O Vice-governador Iberê Ferreira de Souza ofereceu alguns dias atrás um almoço "de confraternização de fim de ano" para os jornalistas. Vez ou outra eu leio alguns jornalistas reclamarem da falta de independência dos grandes jornais de centros maiores. Dentro de uma concepção séria e de jornalismo independente, que fala em nome e para a sociedade, a primeira coisa a fazer e saber, seria de onde estaria vindo o dinheiro que pagou o almoço. Pelo que li nada disso foi falado ou dito, e parece mesmo não ter nenhuma importância. E isso em se tratando de um político, atual vice-governador e que é pré-candidato ao cargo de governador no próximo ano. Imagine!

 

Soube, pelo que li, que o almoço foi sucesso de "critica e de púbico". De público (já que era BLT, ainda que "alguém" pague a conta, a questão é saber quem) tudo bem, mas de critica? Porque de critica? Deve ser para mostrar "as habilidades do candidato". Esse é o nosso jornalismo. No entanto o mais estranho foi o fato também de ter lido que durante a sua "fala" o vice governador pedir (uma vez que ele é o candidato da situação, ou seja do próprio governo que ele faz parte) ao jornalistas que saibam separar "o Iberê candidato do Iberê governador". O que isso significa? Nenhum questionamento. Nenhum. Esse é o nosso jornalismo! Mas o que é que ele quer dizer com essa separação? Que como candidato ele não faz parte do atual governo? Ou será que só se deve falar das "promessas" dele?

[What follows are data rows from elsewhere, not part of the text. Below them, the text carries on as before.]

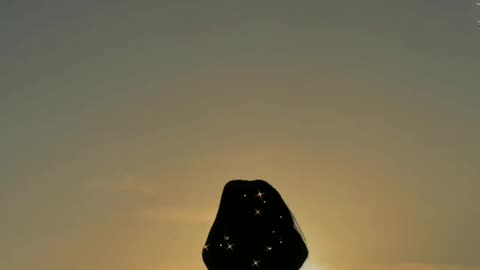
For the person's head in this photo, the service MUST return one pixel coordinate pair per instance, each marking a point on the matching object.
(254, 228)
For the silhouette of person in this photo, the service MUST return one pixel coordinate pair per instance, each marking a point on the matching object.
(253, 229)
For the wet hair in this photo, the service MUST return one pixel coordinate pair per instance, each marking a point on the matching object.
(254, 229)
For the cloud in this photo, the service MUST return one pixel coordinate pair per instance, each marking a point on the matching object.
(178, 214)
(403, 266)
(123, 184)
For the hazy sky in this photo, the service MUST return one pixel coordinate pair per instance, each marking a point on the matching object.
(121, 122)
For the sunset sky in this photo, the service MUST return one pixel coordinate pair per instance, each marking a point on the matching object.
(120, 122)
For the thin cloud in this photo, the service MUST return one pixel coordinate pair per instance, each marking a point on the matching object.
(178, 214)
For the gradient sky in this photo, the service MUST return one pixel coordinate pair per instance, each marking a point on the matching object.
(120, 124)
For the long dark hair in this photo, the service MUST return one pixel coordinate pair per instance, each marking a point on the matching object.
(254, 228)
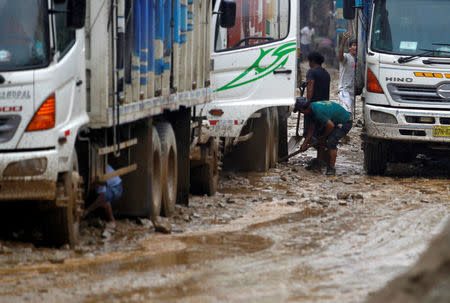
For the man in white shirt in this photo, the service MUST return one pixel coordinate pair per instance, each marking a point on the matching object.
(347, 64)
(307, 40)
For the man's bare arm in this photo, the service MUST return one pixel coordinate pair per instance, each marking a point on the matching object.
(341, 48)
(310, 90)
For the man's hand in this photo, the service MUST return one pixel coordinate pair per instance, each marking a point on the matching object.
(345, 36)
(304, 146)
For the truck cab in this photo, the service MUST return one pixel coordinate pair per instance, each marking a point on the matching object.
(41, 76)
(407, 93)
(254, 77)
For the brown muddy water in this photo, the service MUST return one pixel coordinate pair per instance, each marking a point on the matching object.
(288, 235)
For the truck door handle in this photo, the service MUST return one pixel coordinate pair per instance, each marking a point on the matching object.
(282, 71)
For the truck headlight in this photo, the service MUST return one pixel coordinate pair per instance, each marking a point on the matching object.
(381, 117)
(25, 168)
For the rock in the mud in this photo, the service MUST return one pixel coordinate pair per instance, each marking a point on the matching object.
(343, 195)
(5, 249)
(231, 201)
(65, 247)
(162, 225)
(106, 234)
(57, 258)
(357, 196)
(144, 222)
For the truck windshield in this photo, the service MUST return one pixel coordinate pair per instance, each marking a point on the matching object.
(23, 34)
(407, 27)
(257, 22)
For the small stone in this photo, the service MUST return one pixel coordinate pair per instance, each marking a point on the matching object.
(231, 201)
(357, 196)
(162, 225)
(106, 234)
(57, 258)
(65, 247)
(226, 217)
(343, 195)
(144, 222)
(5, 250)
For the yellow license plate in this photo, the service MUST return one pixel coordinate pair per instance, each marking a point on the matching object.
(441, 131)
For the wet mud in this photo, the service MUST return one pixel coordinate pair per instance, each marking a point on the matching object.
(288, 235)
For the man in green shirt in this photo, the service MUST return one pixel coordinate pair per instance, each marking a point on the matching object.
(331, 121)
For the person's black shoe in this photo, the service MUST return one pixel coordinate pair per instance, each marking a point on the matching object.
(330, 171)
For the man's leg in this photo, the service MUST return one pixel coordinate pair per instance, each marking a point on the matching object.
(109, 213)
(332, 154)
(99, 202)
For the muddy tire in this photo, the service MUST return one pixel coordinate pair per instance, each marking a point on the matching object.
(375, 158)
(275, 138)
(169, 168)
(205, 178)
(257, 150)
(156, 191)
(62, 221)
(283, 114)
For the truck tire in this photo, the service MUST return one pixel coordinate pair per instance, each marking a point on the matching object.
(61, 224)
(169, 168)
(283, 114)
(156, 191)
(275, 138)
(257, 150)
(205, 178)
(375, 158)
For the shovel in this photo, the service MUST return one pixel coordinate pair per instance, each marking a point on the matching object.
(294, 141)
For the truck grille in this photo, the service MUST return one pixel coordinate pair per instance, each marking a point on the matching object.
(415, 94)
(8, 127)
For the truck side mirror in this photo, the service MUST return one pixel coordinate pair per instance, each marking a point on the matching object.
(227, 13)
(349, 9)
(76, 13)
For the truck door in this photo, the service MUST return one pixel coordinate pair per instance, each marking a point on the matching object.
(253, 64)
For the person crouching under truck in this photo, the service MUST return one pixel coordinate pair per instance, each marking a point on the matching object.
(107, 195)
(332, 120)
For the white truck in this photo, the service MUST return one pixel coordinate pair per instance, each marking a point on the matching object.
(405, 51)
(130, 84)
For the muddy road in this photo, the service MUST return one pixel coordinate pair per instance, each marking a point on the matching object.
(289, 235)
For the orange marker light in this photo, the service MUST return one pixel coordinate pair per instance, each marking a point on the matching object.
(373, 85)
(44, 117)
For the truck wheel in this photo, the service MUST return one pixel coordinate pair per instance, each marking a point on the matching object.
(156, 190)
(205, 178)
(283, 114)
(169, 169)
(62, 221)
(375, 158)
(275, 138)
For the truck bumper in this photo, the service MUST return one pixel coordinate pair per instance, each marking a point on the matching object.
(28, 175)
(413, 125)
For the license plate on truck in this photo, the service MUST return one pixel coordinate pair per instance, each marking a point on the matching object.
(441, 131)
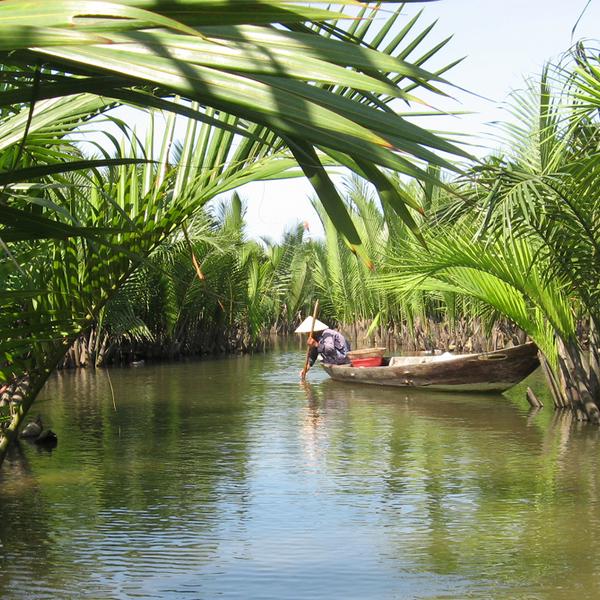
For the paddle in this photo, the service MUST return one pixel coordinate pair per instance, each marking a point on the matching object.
(312, 329)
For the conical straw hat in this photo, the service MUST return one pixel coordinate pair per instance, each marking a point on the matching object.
(304, 327)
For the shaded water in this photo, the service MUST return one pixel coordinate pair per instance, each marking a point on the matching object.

Aqui só fazemos levantar a bola e "divulgar" o fato, falar para a sociedade passa longe.

 

Outra coisa durante o almoço foi o fato do "candidato" a governador (que tem a maquina na mão) ter feito questão de fazer uma comparação do atual governo com o de Garibaldi. Garibaldi por acaso é candidato ao governo? Pelo que eu saiba não, e sim a senador. Ou seja, a sua comparação deveria ser em relação à Rosalba Ciarline e ao exercício dela à frente da prefeitura de Mossoró. Mas não. A "estratégia" no momento é outra. Mas, nenhum questionamento por parte dos jornalistas. Nenhum. Diante de almoço grátis resta apenas relaxar e aproveitar que ninguém é de ferro. As promessas virão apenas depois. E tome promessas.